Goldman Sachs crushed analysts’ third-quarter estimates and posted strong results in its asset management and bond trading divisions.
Goldman exceeded the $5.57 share estimates and instead generated $9.68 per share or a $3.62 billion profit. Its companywide earnings fell $1 billion more than its estimate at $10.78 billion.
Once the bank posted its results on Wednesday, its shares rose by 2.2 percent during pre-market trading and 0.6 percent during regular trading hours.
Goldman Sachs CEO David Solomon said in a press release: “Our ability to serve clients who are navigating a very uncertain environment drove strong performance across the franchise, building off a strong first half of the year.” This is Solomon’s second year as Goldman’s CEO.
Goldman’s trading division saw a 29 percent increase from last year’s third quarter, resulting in $4.55 billion in revenue.
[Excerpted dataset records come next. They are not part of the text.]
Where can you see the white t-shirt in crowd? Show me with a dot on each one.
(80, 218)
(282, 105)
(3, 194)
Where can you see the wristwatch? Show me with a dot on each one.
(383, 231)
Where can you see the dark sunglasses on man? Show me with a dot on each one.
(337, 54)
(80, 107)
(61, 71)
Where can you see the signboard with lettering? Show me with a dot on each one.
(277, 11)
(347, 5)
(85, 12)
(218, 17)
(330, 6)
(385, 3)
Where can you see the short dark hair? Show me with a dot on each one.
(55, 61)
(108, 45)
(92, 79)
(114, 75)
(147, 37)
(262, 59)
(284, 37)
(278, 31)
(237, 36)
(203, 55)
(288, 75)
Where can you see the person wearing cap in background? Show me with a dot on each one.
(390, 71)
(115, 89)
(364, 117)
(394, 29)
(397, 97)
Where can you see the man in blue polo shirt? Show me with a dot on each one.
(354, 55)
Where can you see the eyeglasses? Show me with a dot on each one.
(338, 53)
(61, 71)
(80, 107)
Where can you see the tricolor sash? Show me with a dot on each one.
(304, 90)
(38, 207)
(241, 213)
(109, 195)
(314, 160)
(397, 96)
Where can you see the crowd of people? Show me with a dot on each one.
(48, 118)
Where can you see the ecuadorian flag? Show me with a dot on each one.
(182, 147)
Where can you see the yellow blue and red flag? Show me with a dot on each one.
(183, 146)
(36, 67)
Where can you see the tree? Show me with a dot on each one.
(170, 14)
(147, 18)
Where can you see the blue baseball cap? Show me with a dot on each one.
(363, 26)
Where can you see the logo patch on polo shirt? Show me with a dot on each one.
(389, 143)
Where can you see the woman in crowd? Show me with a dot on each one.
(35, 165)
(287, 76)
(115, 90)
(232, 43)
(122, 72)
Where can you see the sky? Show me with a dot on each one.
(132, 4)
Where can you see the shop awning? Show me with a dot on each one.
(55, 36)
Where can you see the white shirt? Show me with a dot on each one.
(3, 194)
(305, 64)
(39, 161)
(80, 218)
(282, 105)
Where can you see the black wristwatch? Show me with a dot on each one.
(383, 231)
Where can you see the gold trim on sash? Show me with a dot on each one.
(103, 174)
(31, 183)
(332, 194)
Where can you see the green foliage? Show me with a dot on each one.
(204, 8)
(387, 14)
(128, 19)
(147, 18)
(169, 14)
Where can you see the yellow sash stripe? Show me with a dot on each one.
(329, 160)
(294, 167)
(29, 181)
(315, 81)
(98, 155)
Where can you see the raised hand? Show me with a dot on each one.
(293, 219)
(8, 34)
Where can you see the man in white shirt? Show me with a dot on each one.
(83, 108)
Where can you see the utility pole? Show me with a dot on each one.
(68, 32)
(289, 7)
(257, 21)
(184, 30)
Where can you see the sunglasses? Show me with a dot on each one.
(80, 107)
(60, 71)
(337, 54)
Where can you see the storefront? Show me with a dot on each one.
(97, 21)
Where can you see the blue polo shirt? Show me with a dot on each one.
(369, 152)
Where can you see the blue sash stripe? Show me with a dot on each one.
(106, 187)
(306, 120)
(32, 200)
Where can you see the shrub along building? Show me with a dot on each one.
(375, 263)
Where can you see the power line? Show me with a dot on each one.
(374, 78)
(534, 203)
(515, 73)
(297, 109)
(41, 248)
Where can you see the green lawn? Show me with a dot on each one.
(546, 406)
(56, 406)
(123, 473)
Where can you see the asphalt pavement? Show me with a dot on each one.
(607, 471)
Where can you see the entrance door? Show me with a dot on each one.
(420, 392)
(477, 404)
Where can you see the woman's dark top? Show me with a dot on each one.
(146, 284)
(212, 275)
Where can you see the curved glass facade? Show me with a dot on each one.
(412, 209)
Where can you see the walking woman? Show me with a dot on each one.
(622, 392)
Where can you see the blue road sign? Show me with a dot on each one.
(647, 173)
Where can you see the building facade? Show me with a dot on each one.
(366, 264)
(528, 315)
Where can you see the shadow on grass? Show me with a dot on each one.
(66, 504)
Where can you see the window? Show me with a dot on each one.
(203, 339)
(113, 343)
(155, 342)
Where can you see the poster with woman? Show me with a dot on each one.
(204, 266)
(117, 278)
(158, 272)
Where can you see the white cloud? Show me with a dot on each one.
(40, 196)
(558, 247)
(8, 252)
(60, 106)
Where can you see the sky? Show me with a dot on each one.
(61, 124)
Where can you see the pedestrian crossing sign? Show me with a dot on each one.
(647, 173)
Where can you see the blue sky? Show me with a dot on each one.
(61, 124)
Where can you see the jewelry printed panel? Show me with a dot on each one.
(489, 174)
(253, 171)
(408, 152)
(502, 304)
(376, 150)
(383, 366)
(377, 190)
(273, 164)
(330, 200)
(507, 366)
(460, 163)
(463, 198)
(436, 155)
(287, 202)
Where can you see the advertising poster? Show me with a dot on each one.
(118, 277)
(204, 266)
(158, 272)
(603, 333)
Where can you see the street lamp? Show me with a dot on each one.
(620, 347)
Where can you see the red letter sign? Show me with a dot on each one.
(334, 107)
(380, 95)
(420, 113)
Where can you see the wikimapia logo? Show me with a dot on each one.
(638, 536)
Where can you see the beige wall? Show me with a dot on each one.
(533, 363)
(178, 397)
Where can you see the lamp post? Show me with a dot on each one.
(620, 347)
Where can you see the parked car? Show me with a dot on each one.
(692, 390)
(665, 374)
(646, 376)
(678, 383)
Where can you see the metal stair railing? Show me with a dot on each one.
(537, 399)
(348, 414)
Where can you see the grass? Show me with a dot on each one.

Gains in bond trading followed with $2.5 billion in revenue, almost half a billion more than anticipated. Its equities trading saw revenue of $2.05 billion, which nearly matched analysts’ expectations. Meanwhile, Goldman’s asset management division had revenue of $2.77 billion, almost $900 million more than estimates. That figure marked a 71 percent increase from a year ago.
The bank said revenues were “significantly higher” in its equity, lending, and debt investments. Goldman holds a portfolio of private and public company stock in that division and higher levels in public shares were responsible for the gains.
The bank, headquartered in Lower Manhattan, is in the middle of a transformation, including launching digital products to get a foothold on its competition. The 151-year-old financial institution is also trying to drive more revenue from its wealth management division to compete with Morgan Stanley. However, Morgan Stanley’s major acquisitions from this year are making it hard for Goldman to compete. Overall, Goldman’s shares are 8.3 percent lower this year, and while down, the fall marks a smaller drop than many big banks have seen this year.